8 respostas to “Dia 79”

  1. Apiko on April 8th, 2008 10:05 am

    Estás en tu elemento natural Luis, o sea en los brazos de Baco…..

    Sabias que los israelitas antes de conseguiren las tierras que ahora tienen, intentaron comprar territorios en América del Sur?….Puede ser que Tupiza, haya sido la proto_capital de ese território, digo yo, no sé!

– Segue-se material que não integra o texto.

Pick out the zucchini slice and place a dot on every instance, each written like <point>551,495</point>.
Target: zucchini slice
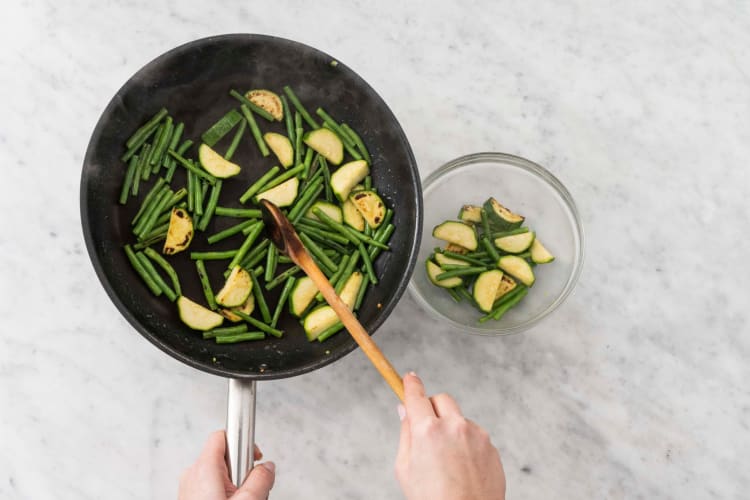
<point>539,254</point>
<point>331,210</point>
<point>281,147</point>
<point>516,243</point>
<point>470,213</point>
<point>302,295</point>
<point>347,176</point>
<point>452,247</point>
<point>267,100</point>
<point>506,285</point>
<point>501,219</point>
<point>327,143</point>
<point>215,164</point>
<point>236,289</point>
<point>282,195</point>
<point>180,232</point>
<point>433,270</point>
<point>485,289</point>
<point>456,232</point>
<point>196,316</point>
<point>248,307</point>
<point>370,206</point>
<point>319,320</point>
<point>518,268</point>
<point>352,217</point>
<point>442,260</point>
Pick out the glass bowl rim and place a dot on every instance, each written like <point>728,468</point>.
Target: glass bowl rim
<point>544,175</point>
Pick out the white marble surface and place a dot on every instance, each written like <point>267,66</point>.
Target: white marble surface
<point>636,388</point>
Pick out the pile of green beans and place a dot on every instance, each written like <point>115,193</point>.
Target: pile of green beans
<point>157,151</point>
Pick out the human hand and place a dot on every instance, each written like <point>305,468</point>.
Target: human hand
<point>208,477</point>
<point>442,455</point>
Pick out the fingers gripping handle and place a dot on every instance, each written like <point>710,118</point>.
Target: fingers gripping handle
<point>240,429</point>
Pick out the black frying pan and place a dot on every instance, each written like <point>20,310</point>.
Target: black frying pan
<point>192,82</point>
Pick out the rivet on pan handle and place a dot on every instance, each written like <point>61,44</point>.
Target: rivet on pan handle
<point>240,429</point>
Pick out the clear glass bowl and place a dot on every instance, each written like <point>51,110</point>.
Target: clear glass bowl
<point>525,188</point>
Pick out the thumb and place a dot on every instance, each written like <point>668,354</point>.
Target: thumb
<point>258,484</point>
<point>404,443</point>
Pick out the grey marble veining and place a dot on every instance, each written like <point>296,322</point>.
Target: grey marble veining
<point>635,388</point>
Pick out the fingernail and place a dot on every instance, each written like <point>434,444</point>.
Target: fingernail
<point>270,466</point>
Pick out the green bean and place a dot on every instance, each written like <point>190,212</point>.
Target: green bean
<point>161,145</point>
<point>211,207</point>
<point>316,251</point>
<point>358,142</point>
<point>151,270</point>
<point>260,301</point>
<point>375,251</point>
<point>240,337</point>
<point>249,240</point>
<point>231,231</point>
<point>255,186</point>
<point>330,331</point>
<point>490,248</point>
<point>512,232</point>
<point>223,125</point>
<point>288,119</point>
<point>264,151</point>
<point>271,260</point>
<point>300,108</point>
<point>366,239</point>
<point>148,220</point>
<point>485,223</point>
<point>143,171</point>
<point>192,168</point>
<point>173,162</point>
<point>127,183</point>
<point>228,254</point>
<point>320,233</point>
<point>361,292</point>
<point>367,263</point>
<point>223,332</point>
<point>198,203</point>
<point>308,161</point>
<point>302,199</point>
<point>298,145</point>
<point>145,276</point>
<point>282,178</point>
<point>281,277</point>
<point>251,105</point>
<point>504,307</point>
<point>327,177</point>
<point>172,144</point>
<point>463,271</point>
<point>251,213</point>
<point>282,300</point>
<point>348,271</point>
<point>235,140</point>
<point>205,284</point>
<point>146,128</point>
<point>463,257</point>
<point>156,257</point>
<point>257,253</point>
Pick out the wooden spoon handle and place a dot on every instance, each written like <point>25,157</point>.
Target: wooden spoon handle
<point>360,336</point>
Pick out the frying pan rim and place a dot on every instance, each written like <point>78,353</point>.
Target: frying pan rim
<point>147,333</point>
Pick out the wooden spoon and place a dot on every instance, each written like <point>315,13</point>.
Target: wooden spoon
<point>284,236</point>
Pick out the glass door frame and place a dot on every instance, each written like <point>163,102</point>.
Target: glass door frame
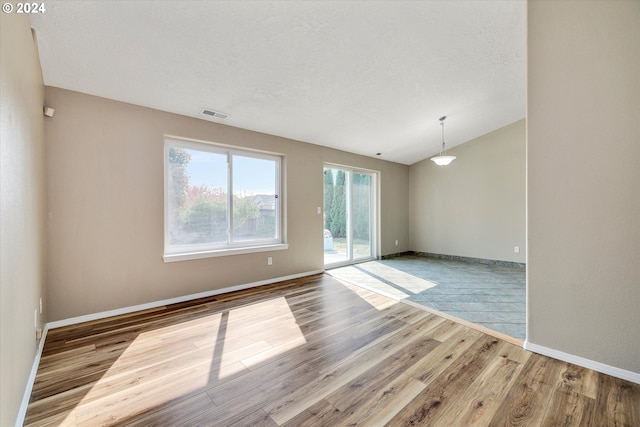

  2. Carla Neto on April 8th, 2008 11:03 am

    Oi LuíS1
    eU E Z. adoramos o diário!
    As coisas aqui em Bilbao não podiam estar a correr melhor!
    O rapaz é óptimo profissional, imparável e tem a maquinaria bem oleada!
    Bem, ainda não perdio as esperanças de fazer também a coisa com o nosso Jordi, talvez ele se entusiasme com um dos meus novos projectos: “Os ani,ais são nossos amigos”, “A Abelha Maia no Paraíso”, “Calimero e os sete Matulões”…vamos ver…

    Boa continuação.
    beijinhos.

    Teus Z. e Carlinha.

  3. myra gore on April 8th, 2008 11:28 am

    Bonita e cheia de ternura a fotografia com a criança…

  4. Carla Neto on April 8th, 2008 1:07 pm

    Tou-ta dever uma Nelson ;)

  5. Carla Neto on April 8th, 2008 6:33 pm

    Ps: Luís, muito obrigada pelo teu apoio!Foste a única pessoa que acreditou neste projecto desde o início!!!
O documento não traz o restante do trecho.